"C'est comme un Phoenix qui renaît de ses cendres et commence une nouvelle vie »
C'est par ces mots que Manson à parlé de son nouvel album, qu'il qualifie aussi " D'artistiquement abouti et de presque optimiste ".
C'est donc deux ans après le très surprenant " Eat Me,Drink Me " que le Dandy du Métal nous revient avec "
The High End Of Low ", avec le revenant Twiggy Ramirez à la basse, Rob Holliday à la guitare, Chris Vrenna aux claviers et Ginger Fish derrière les fûts, autant dire que la recette n'a pas vraiment changé, mis à part le retour de Ramirez en 2008 qui en aura sûrement ravi plus d'un.

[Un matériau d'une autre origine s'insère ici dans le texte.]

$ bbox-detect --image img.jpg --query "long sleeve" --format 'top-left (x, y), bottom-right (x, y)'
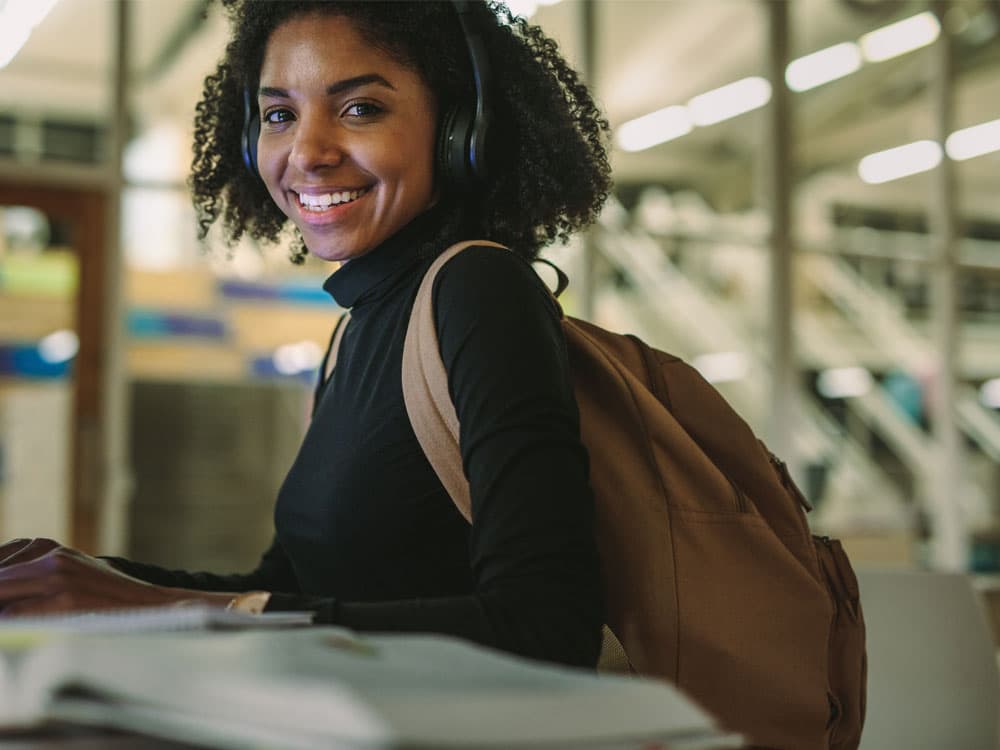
top-left (270, 246), bottom-right (604, 668)
top-left (102, 536), bottom-right (299, 594)
top-left (431, 247), bottom-right (604, 663)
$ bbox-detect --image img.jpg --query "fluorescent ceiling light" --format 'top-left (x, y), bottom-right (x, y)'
top-left (859, 11), bottom-right (940, 63)
top-left (0, 0), bottom-right (59, 70)
top-left (945, 118), bottom-right (1000, 161)
top-left (0, 23), bottom-right (30, 69)
top-left (981, 379), bottom-right (1000, 409)
top-left (858, 140), bottom-right (942, 184)
top-left (617, 106), bottom-right (693, 152)
top-left (504, 0), bottom-right (560, 19)
top-left (691, 351), bottom-right (749, 384)
top-left (817, 367), bottom-right (873, 399)
top-left (687, 77), bottom-right (772, 127)
top-left (611, 11), bottom-right (948, 153)
top-left (786, 42), bottom-right (862, 92)
top-left (5, 0), bottom-right (59, 27)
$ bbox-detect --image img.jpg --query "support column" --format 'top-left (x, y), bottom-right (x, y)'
top-left (763, 0), bottom-right (795, 467)
top-left (926, 1), bottom-right (966, 570)
top-left (578, 0), bottom-right (597, 321)
top-left (98, 0), bottom-right (132, 554)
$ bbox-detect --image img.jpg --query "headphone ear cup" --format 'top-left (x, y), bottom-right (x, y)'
top-left (467, 114), bottom-right (489, 183)
top-left (241, 88), bottom-right (261, 178)
top-left (437, 103), bottom-right (475, 187)
top-left (436, 105), bottom-right (457, 183)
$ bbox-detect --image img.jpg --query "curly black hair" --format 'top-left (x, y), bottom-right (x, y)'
top-left (190, 0), bottom-right (611, 263)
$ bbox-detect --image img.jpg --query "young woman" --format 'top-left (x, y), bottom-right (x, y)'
top-left (0, 0), bottom-right (612, 669)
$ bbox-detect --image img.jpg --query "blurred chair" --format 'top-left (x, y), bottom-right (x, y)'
top-left (858, 569), bottom-right (1000, 750)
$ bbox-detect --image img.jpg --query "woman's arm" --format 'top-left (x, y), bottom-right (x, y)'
top-left (0, 538), bottom-right (233, 615)
top-left (100, 535), bottom-right (298, 594)
top-left (0, 536), bottom-right (299, 616)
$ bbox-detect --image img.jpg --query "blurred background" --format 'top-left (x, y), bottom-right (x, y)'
top-left (0, 0), bottom-right (998, 608)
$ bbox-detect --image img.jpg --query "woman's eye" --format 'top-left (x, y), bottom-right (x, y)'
top-left (262, 108), bottom-right (294, 125)
top-left (344, 102), bottom-right (383, 119)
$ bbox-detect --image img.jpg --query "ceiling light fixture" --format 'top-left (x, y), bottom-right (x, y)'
top-left (687, 77), bottom-right (772, 127)
top-left (691, 351), bottom-right (750, 384)
top-left (945, 118), bottom-right (1000, 161)
top-left (0, 25), bottom-right (30, 69)
top-left (858, 140), bottom-right (942, 184)
top-left (859, 10), bottom-right (940, 62)
top-left (0, 0), bottom-right (59, 70)
top-left (616, 106), bottom-right (693, 153)
top-left (785, 42), bottom-right (863, 92)
top-left (613, 10), bottom-right (945, 153)
top-left (504, 0), bottom-right (561, 20)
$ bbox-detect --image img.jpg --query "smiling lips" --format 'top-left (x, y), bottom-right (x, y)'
top-left (295, 187), bottom-right (371, 212)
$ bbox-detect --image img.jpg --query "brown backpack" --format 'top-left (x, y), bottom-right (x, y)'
top-left (329, 240), bottom-right (867, 749)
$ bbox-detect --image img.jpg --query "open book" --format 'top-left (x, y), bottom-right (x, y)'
top-left (0, 624), bottom-right (742, 749)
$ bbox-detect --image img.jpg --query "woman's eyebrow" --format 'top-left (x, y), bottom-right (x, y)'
top-left (258, 74), bottom-right (396, 100)
top-left (327, 73), bottom-right (395, 96)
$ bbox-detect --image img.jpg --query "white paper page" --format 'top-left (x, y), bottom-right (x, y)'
top-left (0, 630), bottom-right (59, 728)
top-left (17, 628), bottom-right (732, 749)
top-left (0, 646), bottom-right (10, 718)
top-left (310, 633), bottom-right (724, 747)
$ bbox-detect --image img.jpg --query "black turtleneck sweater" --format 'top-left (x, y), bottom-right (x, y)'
top-left (107, 218), bottom-right (604, 668)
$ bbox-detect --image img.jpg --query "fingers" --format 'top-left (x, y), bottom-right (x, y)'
top-left (0, 551), bottom-right (80, 615)
top-left (0, 538), bottom-right (32, 565)
top-left (1, 593), bottom-right (72, 618)
top-left (0, 549), bottom-right (160, 616)
top-left (0, 571), bottom-right (51, 609)
top-left (0, 550), bottom-right (60, 581)
top-left (0, 538), bottom-right (62, 568)
top-left (0, 549), bottom-right (73, 610)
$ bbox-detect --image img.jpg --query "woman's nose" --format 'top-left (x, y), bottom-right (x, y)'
top-left (289, 113), bottom-right (344, 173)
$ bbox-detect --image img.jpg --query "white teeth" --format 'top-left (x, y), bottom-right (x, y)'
top-left (297, 188), bottom-right (368, 211)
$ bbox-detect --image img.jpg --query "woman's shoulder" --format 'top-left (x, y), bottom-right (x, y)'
top-left (433, 243), bottom-right (547, 304)
top-left (429, 242), bottom-right (562, 333)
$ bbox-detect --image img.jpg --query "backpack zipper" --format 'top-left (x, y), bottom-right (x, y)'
top-left (815, 534), bottom-right (853, 741)
top-left (766, 450), bottom-right (813, 511)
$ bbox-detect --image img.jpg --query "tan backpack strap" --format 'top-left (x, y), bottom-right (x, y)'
top-left (323, 313), bottom-right (351, 385)
top-left (401, 240), bottom-right (507, 523)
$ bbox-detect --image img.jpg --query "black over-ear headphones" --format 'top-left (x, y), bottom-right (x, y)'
top-left (438, 0), bottom-right (492, 187)
top-left (240, 0), bottom-right (492, 189)
top-left (241, 84), bottom-right (261, 179)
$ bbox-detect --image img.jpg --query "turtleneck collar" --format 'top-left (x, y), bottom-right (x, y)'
top-left (322, 207), bottom-right (444, 310)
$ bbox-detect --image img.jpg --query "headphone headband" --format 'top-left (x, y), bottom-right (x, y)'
top-left (449, 0), bottom-right (491, 183)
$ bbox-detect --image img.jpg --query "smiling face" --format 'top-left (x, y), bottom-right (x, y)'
top-left (255, 14), bottom-right (439, 263)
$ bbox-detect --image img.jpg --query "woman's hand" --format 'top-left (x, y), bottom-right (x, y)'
top-left (0, 538), bottom-right (60, 567)
top-left (0, 538), bottom-right (230, 617)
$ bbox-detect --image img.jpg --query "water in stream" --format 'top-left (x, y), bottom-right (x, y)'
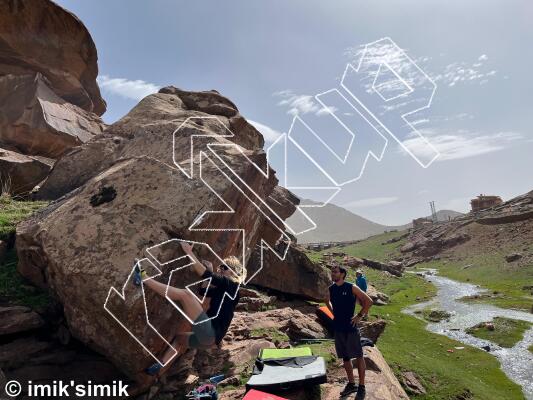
top-left (403, 269), bottom-right (533, 399)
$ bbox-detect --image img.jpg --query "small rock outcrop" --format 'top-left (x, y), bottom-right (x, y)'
top-left (247, 242), bottom-right (331, 302)
top-left (0, 147), bottom-right (54, 196)
top-left (0, 306), bottom-right (44, 335)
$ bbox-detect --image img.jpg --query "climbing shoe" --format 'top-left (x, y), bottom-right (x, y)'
top-left (340, 382), bottom-right (357, 396)
top-left (133, 263), bottom-right (146, 286)
top-left (145, 362), bottom-right (163, 376)
top-left (355, 384), bottom-right (366, 400)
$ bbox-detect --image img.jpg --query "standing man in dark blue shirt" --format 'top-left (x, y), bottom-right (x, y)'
top-left (325, 265), bottom-right (373, 399)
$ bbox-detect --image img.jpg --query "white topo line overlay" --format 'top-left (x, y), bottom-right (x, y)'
top-left (104, 37), bottom-right (440, 365)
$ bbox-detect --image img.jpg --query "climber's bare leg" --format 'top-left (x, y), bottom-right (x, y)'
top-left (142, 278), bottom-right (204, 321)
top-left (158, 334), bottom-right (190, 366)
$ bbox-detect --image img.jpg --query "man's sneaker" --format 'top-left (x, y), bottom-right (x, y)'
top-left (355, 384), bottom-right (366, 400)
top-left (340, 382), bottom-right (357, 396)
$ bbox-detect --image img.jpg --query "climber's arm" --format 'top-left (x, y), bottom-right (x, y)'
top-left (180, 242), bottom-right (206, 277)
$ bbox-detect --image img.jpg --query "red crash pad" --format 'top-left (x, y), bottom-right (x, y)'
top-left (243, 389), bottom-right (289, 400)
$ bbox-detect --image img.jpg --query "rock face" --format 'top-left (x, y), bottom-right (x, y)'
top-left (367, 284), bottom-right (390, 306)
top-left (401, 371), bottom-right (426, 395)
top-left (0, 0), bottom-right (106, 115)
top-left (15, 88), bottom-right (297, 387)
top-left (230, 307), bottom-right (329, 342)
top-left (0, 147), bottom-right (53, 196)
top-left (0, 306), bottom-right (44, 335)
top-left (0, 0), bottom-right (107, 195)
top-left (247, 243), bottom-right (331, 302)
top-left (35, 87), bottom-right (267, 201)
top-left (335, 255), bottom-right (404, 277)
top-left (0, 73), bottom-right (105, 159)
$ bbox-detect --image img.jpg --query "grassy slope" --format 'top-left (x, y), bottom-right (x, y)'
top-left (306, 231), bottom-right (406, 264)
top-left (421, 253), bottom-right (533, 312)
top-left (419, 222), bottom-right (533, 312)
top-left (0, 195), bottom-right (51, 308)
top-left (0, 195), bottom-right (48, 240)
top-left (466, 317), bottom-right (532, 348)
top-left (305, 231), bottom-right (525, 400)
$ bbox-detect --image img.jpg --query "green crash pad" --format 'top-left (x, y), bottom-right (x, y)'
top-left (259, 347), bottom-right (312, 360)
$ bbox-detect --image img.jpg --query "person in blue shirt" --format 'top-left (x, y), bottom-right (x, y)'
top-left (356, 269), bottom-right (369, 321)
top-left (355, 270), bottom-right (367, 293)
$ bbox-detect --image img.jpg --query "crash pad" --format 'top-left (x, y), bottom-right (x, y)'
top-left (259, 347), bottom-right (312, 360)
top-left (242, 389), bottom-right (288, 400)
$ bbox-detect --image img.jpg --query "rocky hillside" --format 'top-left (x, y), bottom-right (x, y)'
top-left (398, 189), bottom-right (533, 311)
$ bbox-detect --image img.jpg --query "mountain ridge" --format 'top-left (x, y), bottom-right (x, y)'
top-left (289, 199), bottom-right (462, 243)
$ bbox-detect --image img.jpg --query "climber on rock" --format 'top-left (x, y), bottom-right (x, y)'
top-left (325, 265), bottom-right (373, 399)
top-left (133, 241), bottom-right (243, 376)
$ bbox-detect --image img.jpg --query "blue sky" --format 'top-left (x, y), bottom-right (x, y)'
top-left (57, 0), bottom-right (533, 225)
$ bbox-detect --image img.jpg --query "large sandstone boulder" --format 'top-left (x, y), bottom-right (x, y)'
top-left (247, 243), bottom-right (331, 302)
top-left (0, 147), bottom-right (53, 196)
top-left (35, 87), bottom-right (267, 200)
top-left (0, 73), bottom-right (105, 159)
top-left (15, 88), bottom-right (296, 389)
top-left (0, 0), bottom-right (106, 115)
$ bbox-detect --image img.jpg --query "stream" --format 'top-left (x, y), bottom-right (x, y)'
top-left (403, 269), bottom-right (533, 399)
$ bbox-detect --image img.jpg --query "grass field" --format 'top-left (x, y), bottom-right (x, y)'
top-left (466, 317), bottom-right (531, 348)
top-left (414, 253), bottom-right (533, 312)
top-left (0, 195), bottom-right (50, 308)
top-left (305, 230), bottom-right (407, 264)
top-left (0, 194), bottom-right (48, 240)
top-left (307, 231), bottom-right (525, 399)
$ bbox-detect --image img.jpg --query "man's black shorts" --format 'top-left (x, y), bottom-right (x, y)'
top-left (334, 328), bottom-right (363, 360)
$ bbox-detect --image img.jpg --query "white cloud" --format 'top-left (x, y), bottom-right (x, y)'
top-left (400, 129), bottom-right (524, 161)
top-left (346, 42), bottom-right (497, 90)
top-left (342, 196), bottom-right (399, 209)
top-left (248, 120), bottom-right (283, 143)
top-left (275, 92), bottom-right (320, 116)
top-left (345, 41), bottom-right (432, 102)
top-left (316, 106), bottom-right (338, 116)
top-left (433, 55), bottom-right (497, 87)
top-left (97, 75), bottom-right (160, 101)
top-left (274, 90), bottom-right (337, 117)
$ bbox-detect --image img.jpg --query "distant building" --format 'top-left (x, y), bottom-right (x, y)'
top-left (470, 194), bottom-right (502, 212)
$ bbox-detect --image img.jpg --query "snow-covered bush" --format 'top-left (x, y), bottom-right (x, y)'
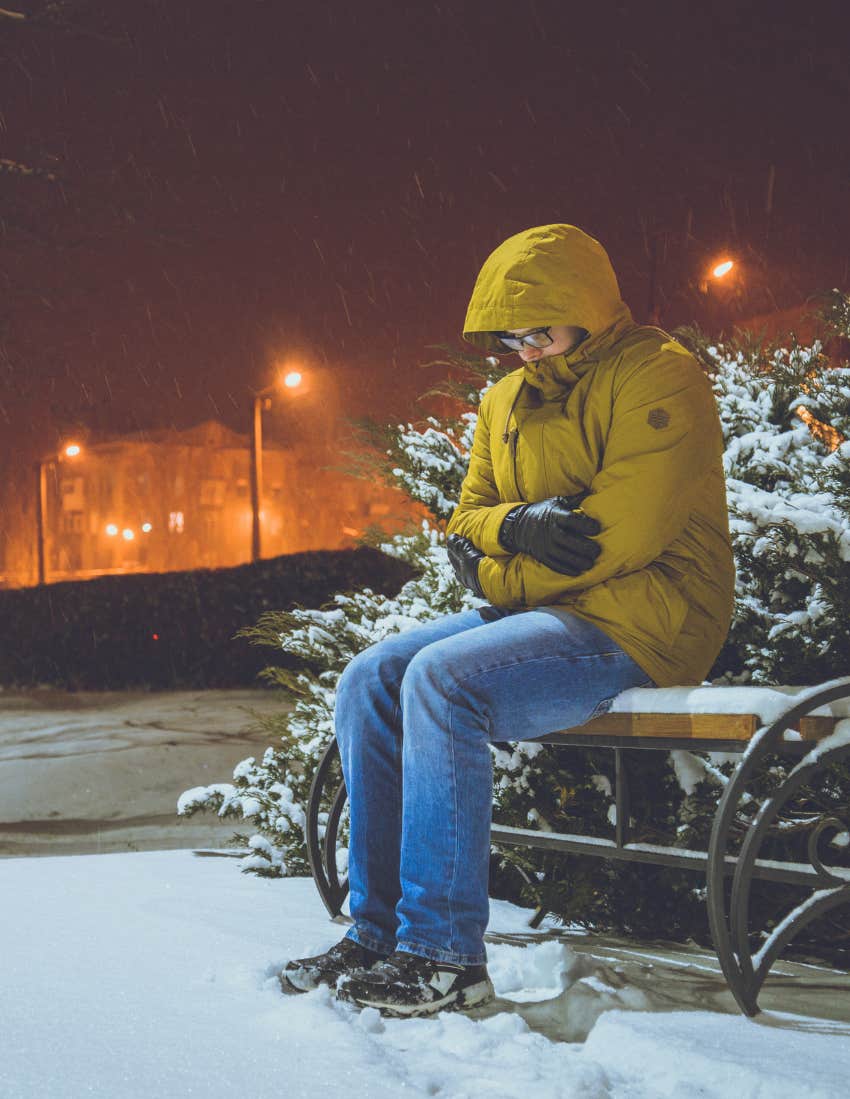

"Devour" introduit l'album, a moitié une ballade sur guitares claires teintées de delay, une construction rock assez basique, mais avec un final distordu, guitares bien sales et cris torturés, ce morceau demeure pourtant assez intéressant en vue de la suite de l'album...
S'enchaînent " Pretty As A Swastika " et " Leave A Scar " qui déçoivent, c'est le moins que l'on puisse dire.On retrouve des rythmiques de guitares légèrement saturées, on a du mal a parler de riff, même pour les refrains de " Pretty As A Dollar ", c'est fade et n'apporte rien d'une ambiance Malsaine ni même un tant soit peu dérangeante.La voix de Manson reste celle de Manson, comprenez là que rien ne vous surprendra sur les parties chant de ses morceaux, et qu'aucune réelle émotion ne s'en dégage.
" Four rusted Horses " sur un gimmick bluegrass et une basse crado se détache un peu des premiers morceaux, mais au final va s'avérer être elle aussi décevante, au prix d'une bonne idée mal exploitée et, encore une fois, d'un manque flagrant d'émotion, voire de saveur si je puis dire.
" Arma-Goddamn-Motherfuckin-Geddon ",proposé comme l'un des deux "hits" de cet album ne nous emmènera guère plus loin, une intro tout droit sortie d'un vieil album de Psychobilly, intéressant tout de même au premier abord même si la suite du morceau nous laisse sur notre faim tant la construction " Intro rétro => refrain néo => solo zéro " devient banale au fil des morceaux.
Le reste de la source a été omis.